I was probably the most elated young man on the West Coast that afternoon as I hurried from the commodore’s presence and made my way aboard the sweet little Francesca, where I found the whole of my former crew, Keene included, already installed.
“Hullo, Grenvile, what is the meaning of this?” was his enquiry as I went up the vessel’s low side and passed through the gangway. “What’s in the wind? Here have we all been turned over at a moment’s notice, and there are already rumours floating about that we sail to-night.”
“No,” said I, “it is not quite so bad as that, but it means that we are bound to the West Indies at the earliest possible moment, and it also means, Jack, you villain, that I have received strict orders from the commodore to work you down until you are as fine and as sharp as a needle. You will hear more about it to-night, my lad, when you and I go to dine with him, so stand by and look out for squalls!”
“The West Indies?

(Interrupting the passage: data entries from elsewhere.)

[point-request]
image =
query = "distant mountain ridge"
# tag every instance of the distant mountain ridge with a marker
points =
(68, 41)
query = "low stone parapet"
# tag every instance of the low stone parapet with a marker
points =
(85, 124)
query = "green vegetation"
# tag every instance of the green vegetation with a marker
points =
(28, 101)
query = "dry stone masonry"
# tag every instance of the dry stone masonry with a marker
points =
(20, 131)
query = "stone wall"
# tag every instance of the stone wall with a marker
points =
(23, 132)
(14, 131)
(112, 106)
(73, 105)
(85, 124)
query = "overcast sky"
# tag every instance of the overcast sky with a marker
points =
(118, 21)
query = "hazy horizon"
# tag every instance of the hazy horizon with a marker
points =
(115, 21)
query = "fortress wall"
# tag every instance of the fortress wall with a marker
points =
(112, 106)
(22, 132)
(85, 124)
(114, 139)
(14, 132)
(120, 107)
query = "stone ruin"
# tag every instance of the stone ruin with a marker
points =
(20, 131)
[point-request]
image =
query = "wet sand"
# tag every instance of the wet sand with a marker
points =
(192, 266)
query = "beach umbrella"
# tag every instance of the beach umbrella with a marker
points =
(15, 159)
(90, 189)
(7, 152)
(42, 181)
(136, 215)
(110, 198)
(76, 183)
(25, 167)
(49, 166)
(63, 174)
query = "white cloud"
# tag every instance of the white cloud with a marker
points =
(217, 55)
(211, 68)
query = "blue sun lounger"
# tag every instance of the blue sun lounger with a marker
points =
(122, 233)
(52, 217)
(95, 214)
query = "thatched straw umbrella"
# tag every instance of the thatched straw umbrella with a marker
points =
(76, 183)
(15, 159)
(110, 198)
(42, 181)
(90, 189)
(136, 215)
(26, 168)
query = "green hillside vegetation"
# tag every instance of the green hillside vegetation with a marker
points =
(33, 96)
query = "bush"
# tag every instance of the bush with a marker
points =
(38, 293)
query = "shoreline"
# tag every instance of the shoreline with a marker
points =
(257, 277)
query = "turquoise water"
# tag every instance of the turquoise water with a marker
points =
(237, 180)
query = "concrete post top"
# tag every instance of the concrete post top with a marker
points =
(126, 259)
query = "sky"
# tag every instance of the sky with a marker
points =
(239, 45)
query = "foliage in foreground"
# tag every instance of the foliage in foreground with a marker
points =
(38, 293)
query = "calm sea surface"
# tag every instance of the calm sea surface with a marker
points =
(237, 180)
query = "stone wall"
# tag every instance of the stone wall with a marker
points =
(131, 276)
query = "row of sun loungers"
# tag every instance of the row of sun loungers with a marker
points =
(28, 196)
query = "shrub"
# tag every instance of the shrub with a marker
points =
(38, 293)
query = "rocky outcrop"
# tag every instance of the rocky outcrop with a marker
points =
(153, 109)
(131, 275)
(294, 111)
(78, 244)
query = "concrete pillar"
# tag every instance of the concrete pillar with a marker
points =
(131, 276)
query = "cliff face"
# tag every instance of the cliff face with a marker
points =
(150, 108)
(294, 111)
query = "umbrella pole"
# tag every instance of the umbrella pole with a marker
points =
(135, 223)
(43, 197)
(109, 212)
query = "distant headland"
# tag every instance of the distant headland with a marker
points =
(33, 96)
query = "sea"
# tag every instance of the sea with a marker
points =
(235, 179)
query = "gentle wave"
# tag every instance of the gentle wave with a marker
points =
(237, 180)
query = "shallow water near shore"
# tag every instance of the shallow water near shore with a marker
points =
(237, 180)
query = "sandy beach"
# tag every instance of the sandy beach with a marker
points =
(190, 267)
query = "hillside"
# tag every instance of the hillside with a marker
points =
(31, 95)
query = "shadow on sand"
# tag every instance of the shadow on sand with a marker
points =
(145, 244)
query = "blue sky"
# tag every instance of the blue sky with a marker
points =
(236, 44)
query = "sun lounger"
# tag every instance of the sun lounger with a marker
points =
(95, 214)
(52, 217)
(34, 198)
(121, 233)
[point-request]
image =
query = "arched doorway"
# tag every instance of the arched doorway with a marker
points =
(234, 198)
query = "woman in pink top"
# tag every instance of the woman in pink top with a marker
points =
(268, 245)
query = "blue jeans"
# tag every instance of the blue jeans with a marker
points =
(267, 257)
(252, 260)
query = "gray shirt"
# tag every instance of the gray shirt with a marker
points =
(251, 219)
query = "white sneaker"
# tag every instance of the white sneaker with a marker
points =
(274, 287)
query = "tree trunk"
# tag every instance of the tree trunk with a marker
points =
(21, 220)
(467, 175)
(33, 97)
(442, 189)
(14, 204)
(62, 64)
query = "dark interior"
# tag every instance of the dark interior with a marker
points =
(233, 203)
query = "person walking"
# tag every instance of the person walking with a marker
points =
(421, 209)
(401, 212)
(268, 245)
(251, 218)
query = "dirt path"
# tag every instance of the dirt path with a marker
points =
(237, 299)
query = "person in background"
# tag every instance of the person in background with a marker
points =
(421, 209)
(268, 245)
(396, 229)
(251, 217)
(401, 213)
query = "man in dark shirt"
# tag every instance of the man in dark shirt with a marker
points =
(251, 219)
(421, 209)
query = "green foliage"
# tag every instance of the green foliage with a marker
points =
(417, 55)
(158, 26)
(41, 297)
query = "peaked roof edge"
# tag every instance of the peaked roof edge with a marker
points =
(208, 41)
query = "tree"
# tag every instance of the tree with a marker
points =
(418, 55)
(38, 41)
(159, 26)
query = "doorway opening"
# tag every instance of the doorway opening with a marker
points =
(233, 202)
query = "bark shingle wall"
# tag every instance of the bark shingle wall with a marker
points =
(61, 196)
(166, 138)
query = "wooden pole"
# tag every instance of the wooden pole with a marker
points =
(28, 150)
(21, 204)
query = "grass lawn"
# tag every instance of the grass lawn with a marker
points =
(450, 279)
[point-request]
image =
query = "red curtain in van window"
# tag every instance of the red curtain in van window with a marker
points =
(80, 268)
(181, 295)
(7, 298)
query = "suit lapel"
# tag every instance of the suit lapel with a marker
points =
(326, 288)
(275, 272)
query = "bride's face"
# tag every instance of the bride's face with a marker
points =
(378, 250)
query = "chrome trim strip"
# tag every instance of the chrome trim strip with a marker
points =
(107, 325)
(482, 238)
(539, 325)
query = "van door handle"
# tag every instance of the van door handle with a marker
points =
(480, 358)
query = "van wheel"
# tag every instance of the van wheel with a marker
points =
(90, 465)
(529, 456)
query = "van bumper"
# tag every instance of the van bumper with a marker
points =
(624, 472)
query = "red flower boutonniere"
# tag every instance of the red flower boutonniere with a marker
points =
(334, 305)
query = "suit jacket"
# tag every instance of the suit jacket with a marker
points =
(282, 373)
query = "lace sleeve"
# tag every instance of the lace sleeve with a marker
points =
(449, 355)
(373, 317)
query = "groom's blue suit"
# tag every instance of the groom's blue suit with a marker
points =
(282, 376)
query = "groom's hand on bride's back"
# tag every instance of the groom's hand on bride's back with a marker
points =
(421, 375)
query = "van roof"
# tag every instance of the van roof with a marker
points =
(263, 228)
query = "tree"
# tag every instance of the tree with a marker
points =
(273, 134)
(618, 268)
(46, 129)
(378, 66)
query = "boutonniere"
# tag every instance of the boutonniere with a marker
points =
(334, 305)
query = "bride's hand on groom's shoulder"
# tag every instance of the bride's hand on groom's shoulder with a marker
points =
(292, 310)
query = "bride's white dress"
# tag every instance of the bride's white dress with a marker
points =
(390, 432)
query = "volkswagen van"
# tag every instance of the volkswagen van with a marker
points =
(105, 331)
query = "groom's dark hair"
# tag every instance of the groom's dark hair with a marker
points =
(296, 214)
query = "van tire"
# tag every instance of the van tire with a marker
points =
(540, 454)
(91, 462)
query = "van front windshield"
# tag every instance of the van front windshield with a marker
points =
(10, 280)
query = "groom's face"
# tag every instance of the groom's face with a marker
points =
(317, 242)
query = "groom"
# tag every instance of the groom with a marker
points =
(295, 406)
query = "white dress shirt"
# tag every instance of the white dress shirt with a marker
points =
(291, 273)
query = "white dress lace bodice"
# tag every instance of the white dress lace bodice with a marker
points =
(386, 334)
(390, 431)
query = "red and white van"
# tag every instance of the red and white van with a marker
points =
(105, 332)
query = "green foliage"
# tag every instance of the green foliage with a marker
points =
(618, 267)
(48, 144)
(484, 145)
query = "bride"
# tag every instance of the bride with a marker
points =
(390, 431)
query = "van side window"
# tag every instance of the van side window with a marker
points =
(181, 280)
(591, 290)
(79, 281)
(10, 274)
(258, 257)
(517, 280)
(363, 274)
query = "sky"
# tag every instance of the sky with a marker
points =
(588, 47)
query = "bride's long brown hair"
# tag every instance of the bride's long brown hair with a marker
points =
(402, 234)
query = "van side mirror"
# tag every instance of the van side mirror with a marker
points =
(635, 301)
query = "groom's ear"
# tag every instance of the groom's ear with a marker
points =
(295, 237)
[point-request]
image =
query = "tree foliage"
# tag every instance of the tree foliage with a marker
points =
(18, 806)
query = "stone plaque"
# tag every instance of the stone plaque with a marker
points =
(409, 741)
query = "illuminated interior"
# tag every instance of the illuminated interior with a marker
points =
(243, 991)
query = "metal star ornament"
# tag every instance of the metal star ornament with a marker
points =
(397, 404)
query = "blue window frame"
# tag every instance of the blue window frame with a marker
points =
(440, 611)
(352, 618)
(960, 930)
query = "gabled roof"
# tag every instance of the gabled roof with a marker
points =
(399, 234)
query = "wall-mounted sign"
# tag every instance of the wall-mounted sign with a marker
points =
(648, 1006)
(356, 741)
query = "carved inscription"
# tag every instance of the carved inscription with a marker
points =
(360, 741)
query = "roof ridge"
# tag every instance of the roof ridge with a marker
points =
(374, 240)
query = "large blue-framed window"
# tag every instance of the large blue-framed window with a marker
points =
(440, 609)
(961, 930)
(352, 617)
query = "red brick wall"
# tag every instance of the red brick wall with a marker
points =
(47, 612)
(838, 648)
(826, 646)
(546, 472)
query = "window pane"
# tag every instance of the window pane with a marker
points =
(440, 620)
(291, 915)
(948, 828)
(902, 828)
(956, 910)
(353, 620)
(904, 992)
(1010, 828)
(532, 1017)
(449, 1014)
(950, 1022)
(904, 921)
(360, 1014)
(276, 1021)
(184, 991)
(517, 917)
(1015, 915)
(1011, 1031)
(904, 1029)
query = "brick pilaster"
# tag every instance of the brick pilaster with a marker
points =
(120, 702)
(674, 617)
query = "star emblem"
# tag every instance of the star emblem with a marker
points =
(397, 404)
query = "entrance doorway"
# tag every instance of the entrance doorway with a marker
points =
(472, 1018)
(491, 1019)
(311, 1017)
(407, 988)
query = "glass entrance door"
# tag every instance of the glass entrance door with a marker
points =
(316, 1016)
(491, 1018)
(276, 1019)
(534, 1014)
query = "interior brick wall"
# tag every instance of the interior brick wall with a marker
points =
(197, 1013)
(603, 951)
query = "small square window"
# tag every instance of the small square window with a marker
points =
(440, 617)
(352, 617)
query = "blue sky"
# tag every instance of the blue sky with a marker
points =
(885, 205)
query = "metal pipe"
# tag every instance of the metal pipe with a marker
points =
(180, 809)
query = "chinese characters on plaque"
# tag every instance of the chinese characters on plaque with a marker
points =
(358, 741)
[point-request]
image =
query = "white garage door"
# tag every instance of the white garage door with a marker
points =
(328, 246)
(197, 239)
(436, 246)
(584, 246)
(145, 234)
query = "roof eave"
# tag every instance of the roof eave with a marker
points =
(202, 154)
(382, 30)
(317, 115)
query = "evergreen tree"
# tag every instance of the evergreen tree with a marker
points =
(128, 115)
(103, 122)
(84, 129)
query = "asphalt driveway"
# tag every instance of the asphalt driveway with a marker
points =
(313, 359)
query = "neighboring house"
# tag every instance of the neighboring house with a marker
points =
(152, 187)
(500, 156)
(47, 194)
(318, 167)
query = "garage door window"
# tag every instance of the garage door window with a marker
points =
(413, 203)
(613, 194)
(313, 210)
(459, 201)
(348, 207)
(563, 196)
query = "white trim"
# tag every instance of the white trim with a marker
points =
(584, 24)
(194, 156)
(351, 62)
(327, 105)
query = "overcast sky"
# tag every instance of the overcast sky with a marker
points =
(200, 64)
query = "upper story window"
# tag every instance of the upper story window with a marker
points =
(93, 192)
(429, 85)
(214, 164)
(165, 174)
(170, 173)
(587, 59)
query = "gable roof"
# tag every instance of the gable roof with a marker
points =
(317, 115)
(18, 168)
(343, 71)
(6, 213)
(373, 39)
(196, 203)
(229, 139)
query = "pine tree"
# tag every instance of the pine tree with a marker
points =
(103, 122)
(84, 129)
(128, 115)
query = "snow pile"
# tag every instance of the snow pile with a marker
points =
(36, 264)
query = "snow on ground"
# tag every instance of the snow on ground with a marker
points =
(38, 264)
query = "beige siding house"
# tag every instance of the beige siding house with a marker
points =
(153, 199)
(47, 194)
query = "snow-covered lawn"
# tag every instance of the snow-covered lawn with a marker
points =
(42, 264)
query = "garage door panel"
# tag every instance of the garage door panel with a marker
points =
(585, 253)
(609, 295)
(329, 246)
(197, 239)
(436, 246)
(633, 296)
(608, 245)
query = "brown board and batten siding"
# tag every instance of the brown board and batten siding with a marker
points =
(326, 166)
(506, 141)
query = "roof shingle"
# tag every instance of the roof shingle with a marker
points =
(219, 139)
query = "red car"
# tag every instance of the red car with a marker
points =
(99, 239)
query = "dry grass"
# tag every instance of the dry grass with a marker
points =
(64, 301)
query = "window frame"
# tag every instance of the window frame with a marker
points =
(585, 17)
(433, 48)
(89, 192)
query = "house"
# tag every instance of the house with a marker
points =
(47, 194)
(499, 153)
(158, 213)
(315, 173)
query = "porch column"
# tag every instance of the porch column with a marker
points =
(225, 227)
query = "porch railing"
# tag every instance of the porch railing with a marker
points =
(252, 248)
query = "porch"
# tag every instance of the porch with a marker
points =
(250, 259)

Hooray!” cried Jack. “The land of beauty and romance, of solitary cays with snug little harbours, each of them sheltering a slashing pirate schooner patiently waiting for us to go and cut her out; the land of fair women and hospitable men, the land of sugar plantations, lovely flowers, and delicious fruits, the land of—of—”
“Disastrous hurricanes, furious thunderstorms, yellow fever, poisonous reptiles, the horrible mysteries of voodoo worship, and so on, and so on,” I cut in.
“Oh, you be hanged!” retorted Jack recklessly. “It’s a precious sight better than this pestilential West Coast at all events, say what you will. And as to work, that’s all right; I don’t care how hard you work me in reason, Dick. I know that I’ve been an atrociously lazy beggar, always more ready to skylark than to do anything useful, but I’m going to turn over a new leaf now; I am, indeed—you needn’t look incredulous; I’ve wasted time enough, and I intend now to buckle to and make myself useful. And the commodore may ‘jacket’ me as much as he pleases to-night—I know I deserve it—and I’ll say nothing, but just promise to be a good boy in future. He’s a jolly, kind-hearted old chap, and I don’t care who hears me say so!”
“Well done, Jack!” said I; “I’ve not heard you talk so much in earnest for a long time. But, joking aside, I am very glad indeed, old fellow, to hear that you are going to turn over a new leaf. As you very truly say, you have wasted time enough; the moment has arrived when, if you wish to make headway in your profession, as I suppose you do, you must begin to take life seriously, and realise that you were not sent into the world merely to skylark, although skylarking, within reasonable limits and at the proper time, is possibly a harmless enough amusement.”